Adoptions, the Constitutional Court opens the door to civilly united gay couples
For the Juvenile Court of Venice an unsustainable and discriminatory limitation with respect to both the Charter and the principles of the ECHR
It will be the Constitutional Court that will decide whether or not the prohibition for same-sex couples, civilly united, to have access to international adoption is contrary to the Charter and the European Convention on Human Rights. Having doubts on the legitimacy of the impediment, posed by article 39-bis of the law ontransnational adoptions 184/1983, is the Court of Venice, called to decide on the application for adoption - of a child living in a orphanage abroad - made by a couple composed of two men in their forties, civilly united since 2019.
The leverage of the Consulta ruling 33/2025
The ordinance relies on the arguments offered by the Consulta itself in its sentence 33 of 2025, in which the law court ruled that the provisions oninternational adoptions were unconstitutional insofar as they did not allow unmarried persons resident in Italy to adopt abandoned foreign children. On that occasion, the Court stated, as recalled in the order for reference, that the exclusion of individuals from adoption cannot turn "into a barrier capable of hindering the very right of the child to be received in a stable and harmonious environment, on closer inspection, such a requirement is also discernible outside the limited hypotheses envisaged by the legislature. Indeed, the effectiveness of affecting the protection of abandoned children is, in general, a risk that can also be attributed to the restriction of the pool of potential adoptive parents'. That was the starting point for the order of referral, calling for the enlargement of that group, from which persons of the same sex civilly united are excluded, with discrimination.
Discrimination contrary to the Charter
A limitation that is no longer sustainable, on pain of violation of the principle of equality "since while two de facto cohabitees," reads the ordinance (draftsman Lanfranco Maria Tenaglia), "whether homosexual or hetero-affective, and therefore of free civil status, could each apply for adoption as individuals, without having to make any sacrifices in their private lives, the same could not be done by civilly united couples". For the Venetian court, the infringement of national and supranational parameters is very evident if we consider that, as of today, couples united civilly could adoptby dissolving their civil union in order to proceed with two autonomous adoptions, first the one envisaged for singles by one partner and then the one in special cases by the other.
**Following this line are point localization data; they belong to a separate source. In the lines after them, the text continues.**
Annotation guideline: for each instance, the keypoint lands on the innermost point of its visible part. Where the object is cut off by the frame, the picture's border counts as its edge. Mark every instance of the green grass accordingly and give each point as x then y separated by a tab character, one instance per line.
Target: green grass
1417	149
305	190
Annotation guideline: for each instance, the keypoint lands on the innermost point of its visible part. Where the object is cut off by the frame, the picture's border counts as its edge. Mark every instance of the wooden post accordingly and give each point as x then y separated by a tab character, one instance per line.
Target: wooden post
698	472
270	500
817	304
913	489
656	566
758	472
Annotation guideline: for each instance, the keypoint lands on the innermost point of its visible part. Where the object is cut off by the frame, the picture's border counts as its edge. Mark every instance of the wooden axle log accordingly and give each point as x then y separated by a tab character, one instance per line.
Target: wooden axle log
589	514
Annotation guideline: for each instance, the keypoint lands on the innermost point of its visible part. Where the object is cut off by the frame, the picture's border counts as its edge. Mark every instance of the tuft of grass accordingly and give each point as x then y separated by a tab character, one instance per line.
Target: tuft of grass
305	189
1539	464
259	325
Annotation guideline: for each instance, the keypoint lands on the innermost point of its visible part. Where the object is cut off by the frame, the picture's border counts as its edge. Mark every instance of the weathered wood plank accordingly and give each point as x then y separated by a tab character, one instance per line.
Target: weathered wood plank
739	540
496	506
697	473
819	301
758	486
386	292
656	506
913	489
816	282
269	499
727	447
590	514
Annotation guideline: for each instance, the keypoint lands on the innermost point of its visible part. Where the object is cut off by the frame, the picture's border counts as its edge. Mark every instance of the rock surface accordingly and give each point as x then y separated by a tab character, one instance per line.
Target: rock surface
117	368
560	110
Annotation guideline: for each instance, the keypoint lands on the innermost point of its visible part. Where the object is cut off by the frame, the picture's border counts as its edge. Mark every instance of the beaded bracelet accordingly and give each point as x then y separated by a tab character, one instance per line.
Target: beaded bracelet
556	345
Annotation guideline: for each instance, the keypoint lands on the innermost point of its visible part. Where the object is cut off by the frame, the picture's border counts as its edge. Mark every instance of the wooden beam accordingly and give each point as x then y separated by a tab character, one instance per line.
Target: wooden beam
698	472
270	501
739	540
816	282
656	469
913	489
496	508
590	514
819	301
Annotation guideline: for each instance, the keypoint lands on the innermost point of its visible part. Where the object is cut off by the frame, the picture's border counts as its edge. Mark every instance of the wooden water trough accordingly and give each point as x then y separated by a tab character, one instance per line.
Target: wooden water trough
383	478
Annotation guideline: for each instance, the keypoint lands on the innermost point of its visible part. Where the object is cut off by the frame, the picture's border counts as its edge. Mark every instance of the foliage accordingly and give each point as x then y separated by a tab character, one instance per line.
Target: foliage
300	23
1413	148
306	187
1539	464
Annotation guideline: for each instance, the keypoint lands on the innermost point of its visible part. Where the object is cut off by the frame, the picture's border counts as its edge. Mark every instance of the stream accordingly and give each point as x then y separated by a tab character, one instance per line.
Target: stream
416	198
The ordinance takes into account the couple's solidity in terms of affection, parental and social network, as well as economically.
Confident in a positive response from the Consulta the lawyers Eleonora Biondo and Valentina Pizzol, who assist the couple: "The measure has the merit of bringing, for the first time, the issue of access to international adoptions by civilly united couples to the Constitutional Court's scrutiny; the hope, they say, is now that the Constitutional Court will declare the unconstitutionality of the censured rule in order to obtain the recognition of a new right, more than deserving of protection, namely the right to access international adoption".